■遊んでみると“らしさ”が感じられた『源平討魔伝』

『源平討魔伝』(ナムコ)といえば、ダークな雰囲気の美麗グラフィックで描かれた巨大キャラが動き回り、特徴的なボイスでもファンを沸かせたアーケードゲームです。その重厚な和風プログレサウンドは、ナムコファンだけでなく、多くのゲームファンの度肝を抜きました。

 そんなアーケードを代表する傑作アクションが、ファミコンに移植されることに驚いたファンも多いはず。しかも、まさかの「ボードゲーム+RPG」に変貌を遂げ、二重の意味で衝撃を受けました。

 九州から鎌倉まで日本を縦断し、源頼朝を倒すという目的こそ同じものの、「サイドビューモード」「ビッグモード」「平面モード」という3タイプのアクションが楽しめたアーケード版とは、完全に別物に。ファミコン版は、シンボルエンカウント方式のRPGに生まれ変わったのです。

 当初は「さすがにこれは……」と想定外の移植内容にがっかりしたものですが、遊んでいるうちにおもしろいRPGだと気づきます。ちなみにファミコン版にはボードゲーム用の地図やメタルフィギュアなどが同梱され、入手した三種の神器のカードを手元に置けば状況がすぐに分かるという優れものでした。

 もちろん付属品がなくてもきちんと遊べるので、当時ファミコンの移植版を敬遠してしまった人も、あらためてプレイしてみてはいかがでしょうか。

■首切り投げがしたかった……! よりドラマチックな演出が目を引く『忍者龍剣伝』

 テクモが1988年にリリースしたアーケードゲーム『忍者龍剣伝』。横スクロールのベルトスクロールアクションで、攻撃とジャンプ、そしてレバーの上部についた“握るボタン”という3ボタンを駆使して戦う、変わったゲームでした。

 なにより特徴的だったのは「フジヤマ」「ゲイシャ」「スシ」「サムライ」的な、西洋人が勘違いしたような日本という独特の世界観。
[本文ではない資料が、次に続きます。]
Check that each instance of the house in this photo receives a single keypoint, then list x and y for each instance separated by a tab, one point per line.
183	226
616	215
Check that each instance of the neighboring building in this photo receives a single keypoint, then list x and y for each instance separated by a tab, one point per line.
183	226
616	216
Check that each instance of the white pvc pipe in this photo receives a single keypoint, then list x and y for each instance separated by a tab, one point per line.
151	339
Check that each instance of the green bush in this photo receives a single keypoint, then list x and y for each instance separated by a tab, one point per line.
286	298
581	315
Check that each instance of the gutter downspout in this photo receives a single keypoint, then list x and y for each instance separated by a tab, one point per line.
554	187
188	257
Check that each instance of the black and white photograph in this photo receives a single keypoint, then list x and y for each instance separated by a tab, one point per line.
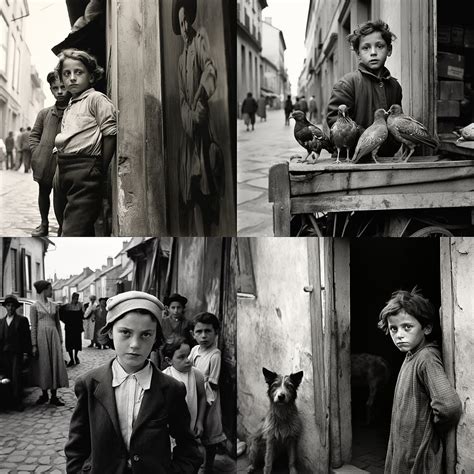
118	355
355	355
109	126
315	158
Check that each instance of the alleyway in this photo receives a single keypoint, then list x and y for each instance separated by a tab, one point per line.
18	202
33	441
271	142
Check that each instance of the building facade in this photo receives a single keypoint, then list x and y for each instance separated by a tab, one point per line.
21	94
249	47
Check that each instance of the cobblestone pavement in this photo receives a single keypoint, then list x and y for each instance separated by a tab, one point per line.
19	205
271	142
33	441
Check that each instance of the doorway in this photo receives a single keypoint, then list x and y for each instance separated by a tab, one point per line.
377	268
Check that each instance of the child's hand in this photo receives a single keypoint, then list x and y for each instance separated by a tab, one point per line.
198	429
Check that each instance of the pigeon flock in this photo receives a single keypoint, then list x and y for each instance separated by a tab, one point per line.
347	135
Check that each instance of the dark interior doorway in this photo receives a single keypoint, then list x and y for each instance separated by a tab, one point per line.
377	268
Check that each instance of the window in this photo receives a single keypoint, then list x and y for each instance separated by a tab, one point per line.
3	44
14	271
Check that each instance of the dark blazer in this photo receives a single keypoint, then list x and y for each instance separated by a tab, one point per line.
19	337
95	442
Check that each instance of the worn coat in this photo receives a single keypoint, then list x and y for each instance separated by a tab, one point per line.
425	406
363	93
45	129
96	444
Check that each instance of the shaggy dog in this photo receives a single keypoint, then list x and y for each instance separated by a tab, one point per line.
280	429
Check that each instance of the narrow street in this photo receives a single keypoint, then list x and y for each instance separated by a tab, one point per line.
33	440
19	204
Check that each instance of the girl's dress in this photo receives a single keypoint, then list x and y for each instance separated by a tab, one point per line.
208	361
49	370
189	380
424	405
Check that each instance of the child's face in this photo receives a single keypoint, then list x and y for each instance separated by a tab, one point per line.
373	51
204	334
176	309
76	77
406	331
133	337
180	359
58	89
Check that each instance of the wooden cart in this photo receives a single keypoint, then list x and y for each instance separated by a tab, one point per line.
426	196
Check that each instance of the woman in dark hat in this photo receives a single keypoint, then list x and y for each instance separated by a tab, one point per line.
71	315
15	348
174	323
49	369
199	157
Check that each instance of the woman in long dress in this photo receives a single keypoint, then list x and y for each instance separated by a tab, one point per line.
71	315
48	368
ステージ間には、寿司店で腕組みする忍者や、カジノで豪遊する忍者といった、思わずクスッとさせられるシーンが描かれています。

 そんな『忍者龍剣伝』のファミコン版は、アーケード版のリリースからわずか2か月後に発売されます。こちらは同じ忍者が主人公でありながら、章の間にシリアスでドラマチックなストーリーが展開される横スクロールアクションでした。
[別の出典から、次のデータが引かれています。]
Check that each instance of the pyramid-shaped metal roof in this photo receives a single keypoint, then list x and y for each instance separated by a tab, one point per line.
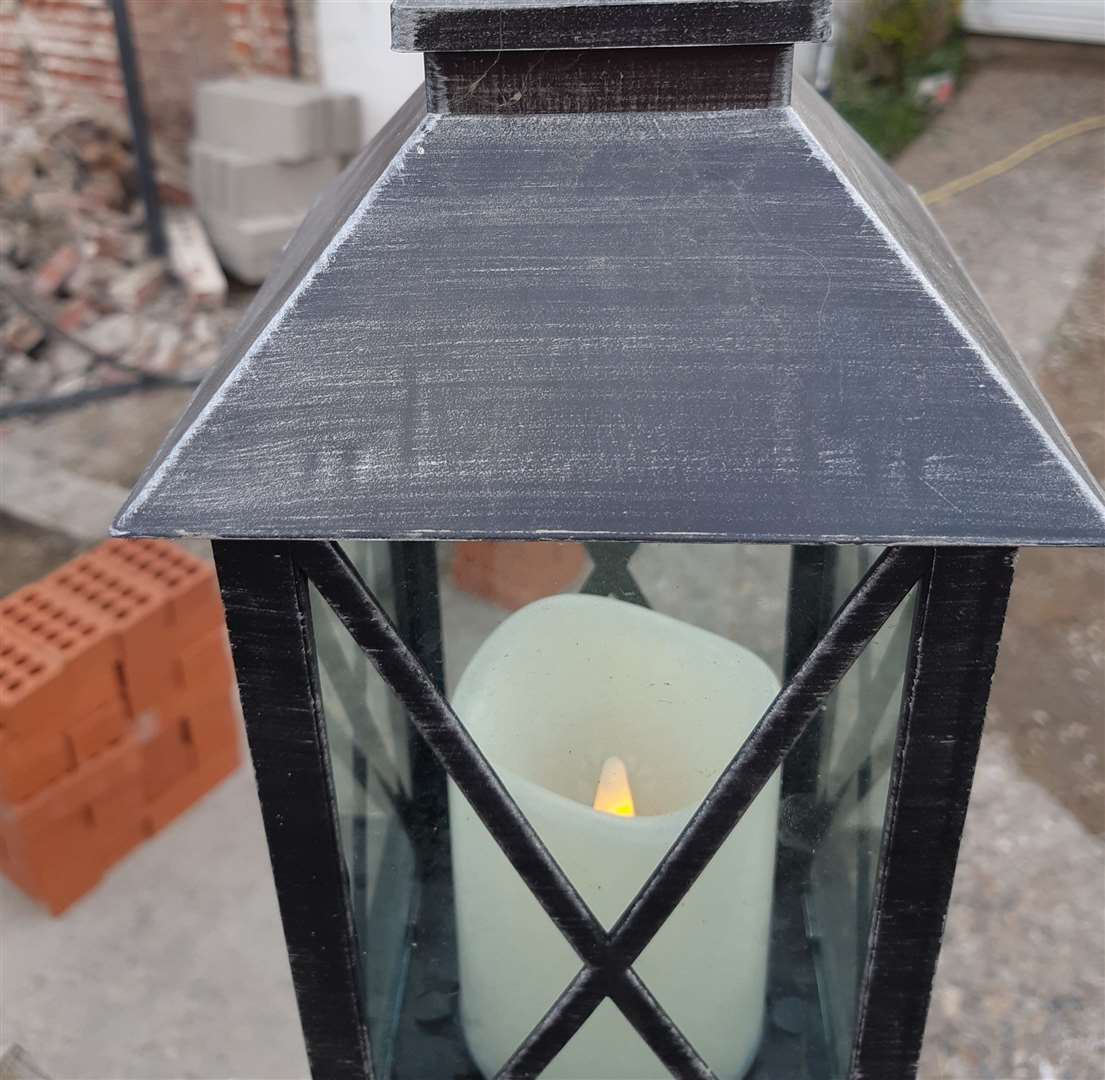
727	325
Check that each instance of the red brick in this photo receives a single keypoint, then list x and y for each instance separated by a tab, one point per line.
138	611
167	758
74	315
85	641
212	724
58	863
191	788
122	806
29	765
97	730
189	583
55	271
73	794
32	695
204	666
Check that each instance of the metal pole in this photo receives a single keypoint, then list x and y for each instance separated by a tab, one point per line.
144	159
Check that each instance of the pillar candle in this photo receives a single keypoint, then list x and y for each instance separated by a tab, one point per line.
561	689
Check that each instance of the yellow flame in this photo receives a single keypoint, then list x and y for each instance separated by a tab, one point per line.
613	795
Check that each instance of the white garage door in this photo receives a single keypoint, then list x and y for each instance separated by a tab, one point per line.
1062	20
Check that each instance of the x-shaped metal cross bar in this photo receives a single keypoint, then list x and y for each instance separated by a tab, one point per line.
610	575
608	957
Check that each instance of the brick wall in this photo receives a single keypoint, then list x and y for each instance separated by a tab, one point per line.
59	52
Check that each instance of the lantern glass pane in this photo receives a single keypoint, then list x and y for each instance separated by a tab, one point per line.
858	743
608	687
370	763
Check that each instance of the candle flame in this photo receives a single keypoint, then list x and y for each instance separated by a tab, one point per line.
613	795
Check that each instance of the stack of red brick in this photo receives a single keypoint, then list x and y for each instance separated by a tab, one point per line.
117	711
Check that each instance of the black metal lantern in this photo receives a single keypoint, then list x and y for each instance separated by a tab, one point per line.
614	285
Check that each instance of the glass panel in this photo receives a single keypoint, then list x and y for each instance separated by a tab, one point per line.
623	677
370	763
861	723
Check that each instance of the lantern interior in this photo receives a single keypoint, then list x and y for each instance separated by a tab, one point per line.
663	656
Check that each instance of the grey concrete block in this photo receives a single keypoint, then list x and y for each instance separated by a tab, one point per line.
345	122
248	248
229	182
274	119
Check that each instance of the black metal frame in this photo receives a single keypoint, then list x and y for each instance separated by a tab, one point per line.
964	593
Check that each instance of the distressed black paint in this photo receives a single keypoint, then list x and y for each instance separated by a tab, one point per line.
625	325
684	80
959	620
269	618
430	25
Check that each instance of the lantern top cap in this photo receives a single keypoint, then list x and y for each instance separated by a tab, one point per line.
493	25
732	325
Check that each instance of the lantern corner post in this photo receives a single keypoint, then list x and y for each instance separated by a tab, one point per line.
269	620
958	622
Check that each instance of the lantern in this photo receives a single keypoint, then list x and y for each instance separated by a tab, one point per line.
693	807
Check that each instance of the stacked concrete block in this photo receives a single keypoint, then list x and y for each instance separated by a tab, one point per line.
117	711
263	150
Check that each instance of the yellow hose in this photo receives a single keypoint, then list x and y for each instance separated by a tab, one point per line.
946	191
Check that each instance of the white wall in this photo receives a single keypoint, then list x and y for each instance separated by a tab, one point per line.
1062	20
354	41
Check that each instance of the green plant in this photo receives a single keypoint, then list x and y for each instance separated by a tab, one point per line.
888	46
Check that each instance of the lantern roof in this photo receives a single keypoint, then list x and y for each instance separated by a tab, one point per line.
726	324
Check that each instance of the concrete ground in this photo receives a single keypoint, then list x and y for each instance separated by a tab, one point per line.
175	966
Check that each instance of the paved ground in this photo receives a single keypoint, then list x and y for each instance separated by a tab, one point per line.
174	967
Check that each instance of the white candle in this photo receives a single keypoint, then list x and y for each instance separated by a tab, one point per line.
560	689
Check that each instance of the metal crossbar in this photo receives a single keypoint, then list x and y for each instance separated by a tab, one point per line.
610	574
608	957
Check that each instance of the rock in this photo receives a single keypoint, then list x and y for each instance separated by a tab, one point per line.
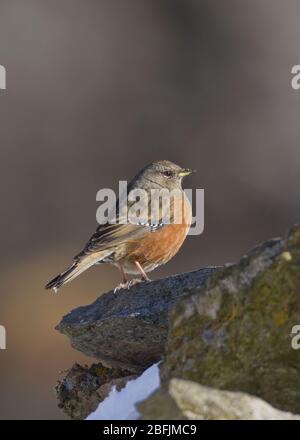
82	389
234	332
129	330
185	399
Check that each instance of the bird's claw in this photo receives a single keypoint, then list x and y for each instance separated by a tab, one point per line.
128	284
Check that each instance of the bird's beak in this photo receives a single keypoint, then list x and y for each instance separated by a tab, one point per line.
185	172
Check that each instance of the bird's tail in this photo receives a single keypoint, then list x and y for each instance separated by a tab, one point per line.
72	272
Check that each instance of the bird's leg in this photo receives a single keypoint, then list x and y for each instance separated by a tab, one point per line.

 発売タイミングを考えると、移植作というより同名の別タイトルだったのかもしれません。しかし、ファミコン版『忍者龍剣伝』はかなり難易度が高めながら、三角飛びなどの忍者らしいスタイリッシュなアクションを駆使して戦う、完成度の高い作品に仕上がっていました。

 筆者も当時、難しいファミコン版を四苦八苦しながら楽しみましたが、アーケード版のように空中で投げる「首切り投げ」があればなぁ……と思ったものです。

 

 ハードの性能的に、アーケードゲームを忠実にファミコンに移植するのは不可能なことです。だからこそ、どこを活かすのか、どのようにアレンジするのかは、クリエイターの腕の見せどころだったのでしょう。

 今回紹介した素晴らしい移植ソフトは、「Nintendo Switch Online」で遊べたり、比較的中古品が入手しやすかったりするものばかりなので、当時食わず嫌いをしていた人も一度プレイしてみることをおすすめします。